Q  -  We have several newer double-pane windows that always fog up between the glass.  Some people tell me it’s because of a bad seal on the edge and the whole window needs to be replaced, others say we can just replace the glass and not the frame.  What’s the deal???  We also have had a problem with condensation on the inside that runs down and rots the wood frame on some of our older windows.

 

A  -  Windows don’t cause condensation. They just prevent the moisture in the home from escaping to the outside.You may think I’m all wet, but I’ve decided to talk about condensation, only because I receive a lot of questions about foggy windows in the winter.

I often get calls from homeowners who are concerned that their windows are ‘sweating’ or leaking either inside or outside the home because they see moisture on the glass.

It’s important to know the difference between condensation on the glass and between the glass panes of the window.

If you see moisture, fogging or cloudiness between the panes of glass in your window, this indicates that the seal of your window has failed and it’s time to get a new window.  Failed seals lack the energy efficiency and features necessary to help you keep energy bills low and enjoy comfortable living in your home.

If the inside glass surface on double- or triple-glazed windows show excessive moisture, you can be reasonably sure that the moisture is also collecting on your walls and ceilings. This means you should take steps to reduce the humidity level in your home by using exhaust fans and dehumidifiers.

A lot of the water vapor is created by the inhabitants.

A family of four can add a half pint of water vapor every hour to the home just through normal breathing and perspiration. And, if you take a five-minute shower, you produce another half pint of water vapor. Even the simple act of cooking dinner on a gas stove can produce two and a half pints of water vapor.

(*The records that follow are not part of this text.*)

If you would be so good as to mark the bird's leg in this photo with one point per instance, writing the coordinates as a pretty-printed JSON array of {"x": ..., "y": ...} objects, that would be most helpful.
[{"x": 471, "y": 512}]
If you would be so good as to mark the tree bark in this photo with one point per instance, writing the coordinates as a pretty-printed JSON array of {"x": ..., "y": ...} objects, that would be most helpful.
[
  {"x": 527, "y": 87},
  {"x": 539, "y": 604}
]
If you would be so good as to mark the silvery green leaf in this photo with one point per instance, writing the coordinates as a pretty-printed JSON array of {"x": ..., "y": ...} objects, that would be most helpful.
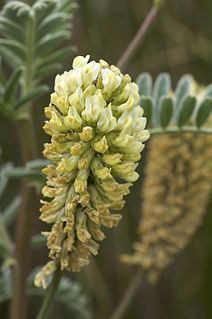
[
  {"x": 165, "y": 110},
  {"x": 147, "y": 105},
  {"x": 203, "y": 112},
  {"x": 69, "y": 295},
  {"x": 183, "y": 88},
  {"x": 144, "y": 81},
  {"x": 162, "y": 86},
  {"x": 185, "y": 109}
]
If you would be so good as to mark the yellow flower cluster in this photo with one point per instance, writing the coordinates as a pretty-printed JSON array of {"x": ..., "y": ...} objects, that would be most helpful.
[
  {"x": 176, "y": 188},
  {"x": 97, "y": 133}
]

Water vapor is part of our lives and our homes. To help control the amount of condensation in the home, here’s a short list of things to consider:

Use kitchen and bathroom exhaust fans.

If you have a humidifier, set it to the correct outside temperature.

If your home is overly humid, or if you have a damp basement, use a dehumidifier.

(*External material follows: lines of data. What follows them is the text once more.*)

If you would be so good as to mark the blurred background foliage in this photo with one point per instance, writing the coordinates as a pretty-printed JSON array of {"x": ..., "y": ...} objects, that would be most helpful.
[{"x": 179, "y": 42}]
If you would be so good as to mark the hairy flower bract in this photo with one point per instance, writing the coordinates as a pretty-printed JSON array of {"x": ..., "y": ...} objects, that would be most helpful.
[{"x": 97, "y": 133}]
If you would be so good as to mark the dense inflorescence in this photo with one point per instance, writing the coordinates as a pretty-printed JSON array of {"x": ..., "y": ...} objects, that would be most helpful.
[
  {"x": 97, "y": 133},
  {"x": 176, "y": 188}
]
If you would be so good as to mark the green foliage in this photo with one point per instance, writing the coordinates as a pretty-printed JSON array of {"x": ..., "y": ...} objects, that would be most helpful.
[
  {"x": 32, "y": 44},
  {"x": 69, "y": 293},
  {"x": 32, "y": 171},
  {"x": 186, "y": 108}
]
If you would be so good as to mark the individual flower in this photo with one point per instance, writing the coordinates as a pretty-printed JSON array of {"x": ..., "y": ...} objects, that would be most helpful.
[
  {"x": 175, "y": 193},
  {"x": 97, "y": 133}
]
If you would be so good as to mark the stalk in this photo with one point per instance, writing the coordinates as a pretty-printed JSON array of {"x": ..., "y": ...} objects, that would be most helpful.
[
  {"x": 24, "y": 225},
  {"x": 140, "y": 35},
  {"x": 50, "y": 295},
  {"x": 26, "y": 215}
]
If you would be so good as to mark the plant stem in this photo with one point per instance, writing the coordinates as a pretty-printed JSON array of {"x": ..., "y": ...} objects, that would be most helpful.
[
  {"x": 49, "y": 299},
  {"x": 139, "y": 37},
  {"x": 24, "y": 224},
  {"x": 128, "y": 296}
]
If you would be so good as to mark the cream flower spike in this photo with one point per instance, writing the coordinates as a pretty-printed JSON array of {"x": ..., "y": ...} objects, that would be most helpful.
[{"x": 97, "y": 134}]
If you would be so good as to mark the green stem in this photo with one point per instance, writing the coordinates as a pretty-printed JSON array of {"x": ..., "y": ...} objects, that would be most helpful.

Properly vent clothes dryers, gas appliances and stoves.

Open a window in the bathroom.

Make sure your attic, basement and crawl spaces are well-ventilated and free from obstructions.

Store firewood outside. Freshly cut wood can consist of up to 45 percent water, which adds water vapor to the home. Even well-seasoned firewood generally has a 20 percent to 25 percent moisture content.

Open curtains and blinds to allow more air circulation around your windows.